Pairwise sequence divergence for noncoding and coding regions of duplicated V1R gene blocks. The duplicated blocks were compared within six of the seven V1R subfamilies (a9 is excluded, because it has not duplicated). The average size of the noncoding/nonrepeat portions of these blocks is 3.5 kb. All possible alignment combinations (293 pairs) of duplicated blocks containing V1R ORFs were analyzed for percent substitution. The resulting pairwise nucleotide divergence of the noncoding portions of the blocks is plotted versus the nucleotide divergence of the V1R coding sequences within the blocks. The right axis converts percent divergence into time, using a molecular clock rate of 0.5%/million years (Myr) for noncoding rodent sequences. The thicker black line between 20–29 Myr indicates the approximate date of mouse–rat speciation (36). The 252 possible comparisons of the NC/BD/BC subfamily (23 genes) are plotted as open blue circles, the 15 possible comparisons of the A-subfamily blocks (six genes) are plotted as red diamonds, the 21 possible comparisons of the B-subfamily blocks (seven genes) are plotted as green diamonds, the V1ra7-V1ra8 comparison (two genes) is plotted as a green triangle, and the three 13.3–13.4–13.8 (three genes) comparisons and the 13.6–13.9 comparison (two genes) are plotted as gray circles.

Figure 4

Common V1R promoter homology at the chromosome 6D locus.

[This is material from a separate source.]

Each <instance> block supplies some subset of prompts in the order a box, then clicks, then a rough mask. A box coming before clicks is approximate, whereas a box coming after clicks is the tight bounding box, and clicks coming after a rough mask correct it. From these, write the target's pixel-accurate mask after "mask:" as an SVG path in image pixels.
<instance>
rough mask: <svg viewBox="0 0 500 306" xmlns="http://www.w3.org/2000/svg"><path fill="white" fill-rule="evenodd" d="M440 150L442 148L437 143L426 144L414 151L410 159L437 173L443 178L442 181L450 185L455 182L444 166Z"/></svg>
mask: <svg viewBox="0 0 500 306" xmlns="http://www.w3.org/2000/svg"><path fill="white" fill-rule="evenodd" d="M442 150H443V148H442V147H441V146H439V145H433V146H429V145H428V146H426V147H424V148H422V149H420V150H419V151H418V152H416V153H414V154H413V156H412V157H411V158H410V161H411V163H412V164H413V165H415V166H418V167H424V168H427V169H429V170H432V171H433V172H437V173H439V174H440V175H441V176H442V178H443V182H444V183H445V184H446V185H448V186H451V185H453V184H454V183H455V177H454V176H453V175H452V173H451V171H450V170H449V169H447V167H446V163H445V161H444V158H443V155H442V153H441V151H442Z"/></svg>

The common promoter regions of the 15 V1R genes with ORFs from the chromosome 6D locus are aligned (these regions correspond to the purple-shaded regions in Fig. 1A). The 15 V1R genes belong to four divergent subfamilies separated by lines. Identities are shaded black; nucleotide positions shared by at least three V1Rs are shaded gray. See Fig. 9, which is published as supporting information on the PNAS web site, for an enlarged version of this figure.